Ce qui suit n’est pas très plastique, au plan formel, comme on cause dans les galeries de peinture, mais mérite le voyage. Moi, vautré sous le pucier, près de l’attaché-case enregistreur, je me fais l’effet de Bourvil dans la Jument verte, quand sa brave mère se fait loncher par un soldat alboche qui la lime en tant qu’uhlan. Alexandre-Benoît Bérurier est un forniqueur d’élite, un vaillant qui sait surmonter les difficultés et les désillusions. L’extrême sensibilité de ses organes lui permet de s’adapter aux situations les plus critiques. J’ignore quelles images supplétives déferlent dans son imaginaire pour qu’il puisse venir à bout de ce catafalque ambulant, il n’en reste pas moins qu’il comble la marchesa avec brio, lui arrachant des plaintes, des soupirs et des cris qu’on n’oserait espérer d’une femme de sa condition, latine, certes et même chaude latine, mais appartenant à une caste où l’on prend son pied en sourdine, sans rameuter le voisinage.
Elle émet des râles kif les actrices putasses des films pornos, lesquelles enregistrent le son « après « le savant coït pour qu’il fasse plus authentique. C’est très profitable à Sa Majesté. Voilà qui le stimule ! Il s’enrogne d’amour, le Sauvage, comme toujours dans les étreintes capiteuses. Faut qu’il débonde à bloc, l’artiste.
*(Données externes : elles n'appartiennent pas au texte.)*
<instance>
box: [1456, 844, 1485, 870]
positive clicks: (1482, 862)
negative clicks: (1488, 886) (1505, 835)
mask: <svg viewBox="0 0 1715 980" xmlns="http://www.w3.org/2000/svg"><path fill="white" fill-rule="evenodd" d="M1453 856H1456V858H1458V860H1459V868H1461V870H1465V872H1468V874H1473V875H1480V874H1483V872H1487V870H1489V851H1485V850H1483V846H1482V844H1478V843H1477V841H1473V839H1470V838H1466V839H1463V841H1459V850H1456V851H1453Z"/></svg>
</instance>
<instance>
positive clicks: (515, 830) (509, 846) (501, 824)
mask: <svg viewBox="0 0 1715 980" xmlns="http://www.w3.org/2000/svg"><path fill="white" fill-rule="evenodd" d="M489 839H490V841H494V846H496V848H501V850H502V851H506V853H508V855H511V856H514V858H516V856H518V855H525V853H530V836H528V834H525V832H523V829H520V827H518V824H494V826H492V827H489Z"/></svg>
— Ah ! t’en veux, vieille seringue ! Y t’ fait fumer l’ réchaud mon braczif géant ! Tiens, carnemolle ! N’en voualà ! Chope, morue, c’est bon pour ton fion poussiéreux ! Tu t’ régales, hein, vieux tableau ! T’y croilliais plus, une bitée d’ c’t’ importance, sorcière ! C’est plus mouillant qu’ la tour d’ Pise, hein, carabosse ! Qu’est-ce tu croives, catastrophe : l’Italie, l’Italie ! Zob, à la fin ! T’es z’en train d’ te goinfrer français, mégère ! Pas un Macar calamistreux qui t’eusse voulu fourrer, sac à mites ! J’ sus pas pressé, la mère. J’ peux t’ braquemarder jusqu’à ce t’aies un brasero dans la chaglatte. Quand j’ m’en irerai de ta molluxe, tu pourras pas t’asseoir su’ aut’ chose qu’ de la crème glacée, l’ancêtre !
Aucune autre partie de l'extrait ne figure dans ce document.